Since last fall, the U.S. has kept a single brigade — 3rd Brigade, 1st Cavalry Division — in charge of all of Diyala province. It was enough to conduct sporadic attacks on al-Qaida, but not enough to hold the entire province, Odierno said.

He encouraged battalion commanders to come up with a plan to prevent al-Qaida’s return, after the major fighting is over. “It’s down the road, but it’s what you should be thinking about right now,” warning “the heavy fighting still might be ahead of you.”

'Like jelly in a sandwich'
By the time American units moved in to block the militants’ escape, many were already gone, Odierno said.

“It’s like jelly in a sandwich — it squirts when you squeeze it,” Parke said. “We’re fooling ourselves if we think we can hold them in.”

U.S. officials accuse al-Qaida of using car bombings and other violence to try to tip Iraq into full-scale sectarian civil war. A suicide truck bomb blamed on al-Qaida killed 87 people outside a Shiite mosque in Baghdad on Tuesday.

Bednarek said the major difference with this week's campaign around Baqouba, the capital of Diyala province, was a new Iraqi commitment to the effort.

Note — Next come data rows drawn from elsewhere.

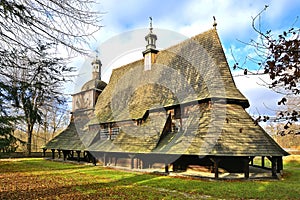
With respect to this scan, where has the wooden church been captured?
[43,19,288,178]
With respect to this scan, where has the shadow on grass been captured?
[0,174,168,199]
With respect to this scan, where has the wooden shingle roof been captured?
[95,29,249,123]
[153,104,288,156]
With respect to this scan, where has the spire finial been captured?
[149,17,153,33]
[213,16,217,29]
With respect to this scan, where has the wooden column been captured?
[211,158,221,179]
[128,154,135,169]
[62,150,67,160]
[277,156,283,173]
[103,153,107,166]
[57,149,61,158]
[261,156,265,167]
[76,151,81,162]
[115,156,118,166]
[244,158,249,179]
[43,148,47,157]
[51,149,55,159]
[270,157,276,177]
[165,163,169,174]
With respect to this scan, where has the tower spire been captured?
[143,17,158,70]
[213,16,217,29]
[149,17,153,33]
[91,55,102,80]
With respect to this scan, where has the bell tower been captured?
[143,17,158,71]
[91,56,102,80]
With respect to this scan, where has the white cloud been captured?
[67,0,300,114]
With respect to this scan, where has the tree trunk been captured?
[26,124,33,156]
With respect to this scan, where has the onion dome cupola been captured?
[143,17,158,71]
[81,56,107,91]
[91,56,102,80]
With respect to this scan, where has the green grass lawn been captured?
[0,156,300,199]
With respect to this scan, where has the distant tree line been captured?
[0,0,101,154]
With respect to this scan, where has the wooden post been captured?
[271,157,276,177]
[76,151,81,162]
[51,149,55,159]
[103,153,107,166]
[57,149,61,158]
[277,156,283,173]
[128,154,135,169]
[115,156,118,166]
[211,158,221,179]
[62,150,67,160]
[244,158,253,179]
[43,148,47,157]
[165,163,169,174]
[261,156,265,167]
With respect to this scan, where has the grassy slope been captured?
[0,156,300,199]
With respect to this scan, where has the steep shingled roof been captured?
[95,29,249,123]
[153,104,288,156]
[89,29,288,156]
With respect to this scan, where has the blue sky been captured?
[71,0,300,118]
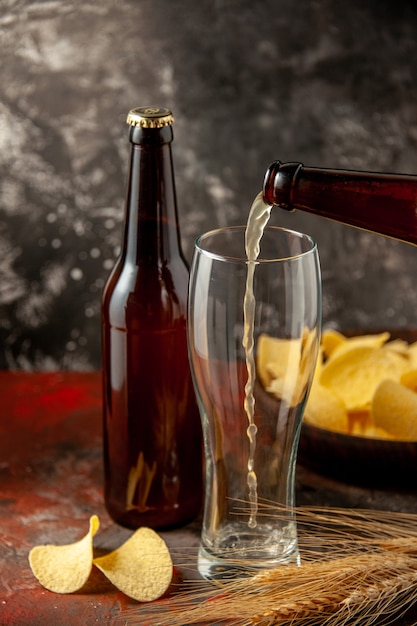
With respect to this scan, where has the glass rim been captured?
[194,225,317,263]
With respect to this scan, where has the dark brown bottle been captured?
[263,161,417,244]
[102,107,203,528]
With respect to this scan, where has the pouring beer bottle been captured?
[102,107,203,528]
[263,161,417,244]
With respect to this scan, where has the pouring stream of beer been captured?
[242,193,272,528]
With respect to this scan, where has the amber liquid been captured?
[102,120,203,528]
[103,258,202,528]
[263,161,417,245]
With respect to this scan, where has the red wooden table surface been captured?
[0,372,198,626]
[0,372,417,626]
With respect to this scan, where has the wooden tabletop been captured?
[0,372,417,626]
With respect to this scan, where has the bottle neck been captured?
[263,161,417,244]
[123,127,182,266]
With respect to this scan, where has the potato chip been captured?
[348,407,373,436]
[320,344,407,411]
[256,333,301,388]
[351,424,394,439]
[304,384,349,434]
[29,515,100,593]
[321,328,347,358]
[94,527,173,602]
[329,332,390,360]
[257,327,319,406]
[384,339,409,359]
[400,369,417,391]
[372,379,417,441]
[408,341,417,369]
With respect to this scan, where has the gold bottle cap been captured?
[126,107,174,128]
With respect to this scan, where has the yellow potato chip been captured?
[321,328,347,358]
[351,424,394,439]
[348,407,374,435]
[320,345,407,411]
[408,341,417,369]
[329,332,390,361]
[400,369,417,391]
[304,384,349,434]
[256,333,301,388]
[29,515,100,593]
[384,339,409,359]
[372,380,417,441]
[94,527,173,602]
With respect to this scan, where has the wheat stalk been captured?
[114,509,417,626]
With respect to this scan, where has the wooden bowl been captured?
[298,329,417,489]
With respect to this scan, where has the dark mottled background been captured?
[0,0,417,370]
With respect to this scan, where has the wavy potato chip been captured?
[304,384,349,434]
[29,515,100,593]
[320,345,407,411]
[321,328,348,358]
[94,527,173,602]
[256,333,301,388]
[372,379,417,441]
[328,332,390,361]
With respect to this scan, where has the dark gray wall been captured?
[0,0,417,369]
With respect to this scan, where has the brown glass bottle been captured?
[102,107,203,528]
[263,161,417,244]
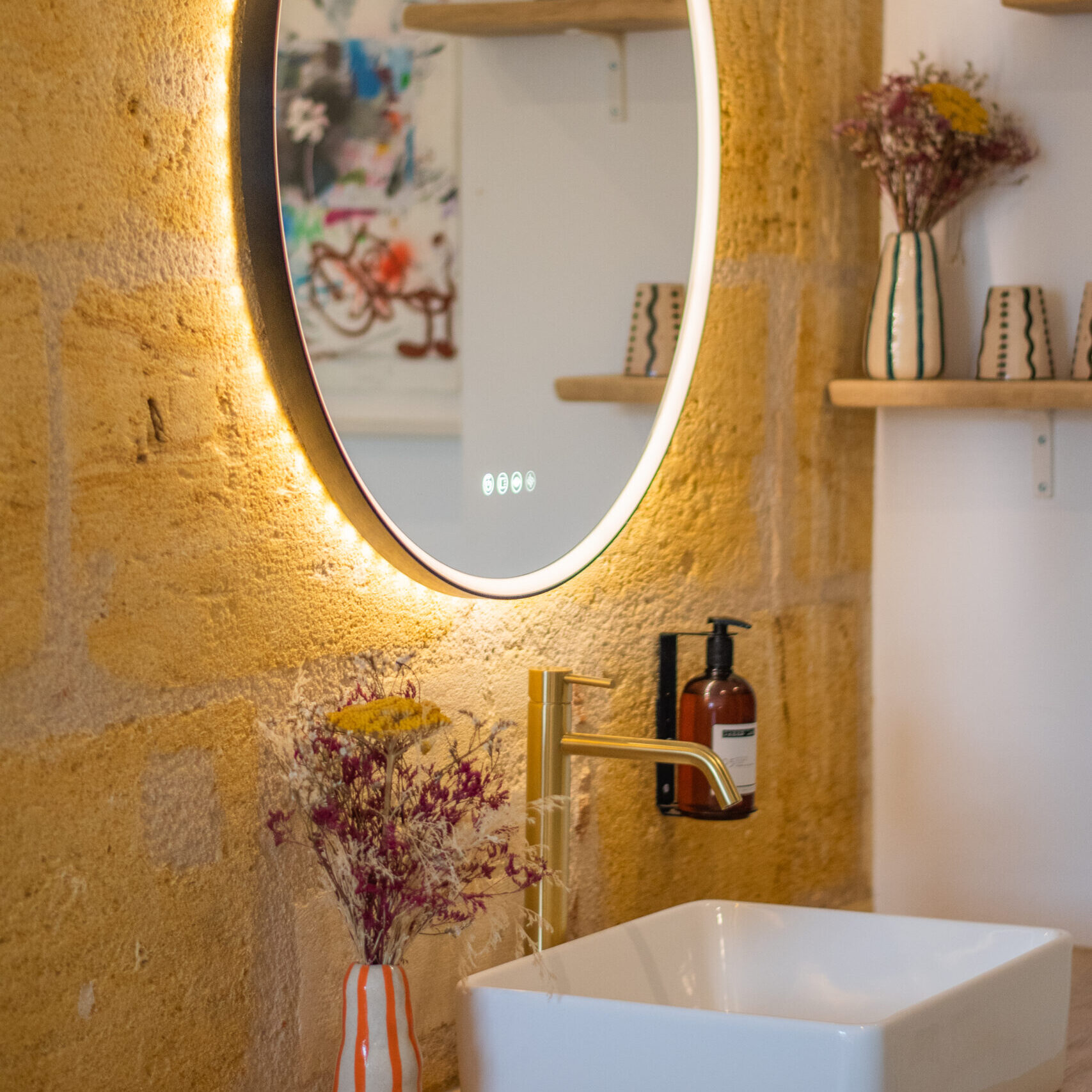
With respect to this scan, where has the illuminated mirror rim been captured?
[235,0,721,598]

“It’s different than Fallujah in the fall of ’04, because of the Iraqi commitment here. They’re side by side with us, and locals have finally realized here that al-Qaida has no future here,” Bednarek said.

The U.S. military has sought to seize the momentum against al-Qaida and other militants with the arrival in Iraq of some 30,000 additional troops. It has launched several large-scale operations.

But it has also faced a series of recent attacks on U.S. forces who are more vulnerable as they increasingly take to the streets and remote outposts, and the bombs appear to be growing more powerful. Some U.S. soldiers have reported a recent increase in the use of rocket-propelled grenades.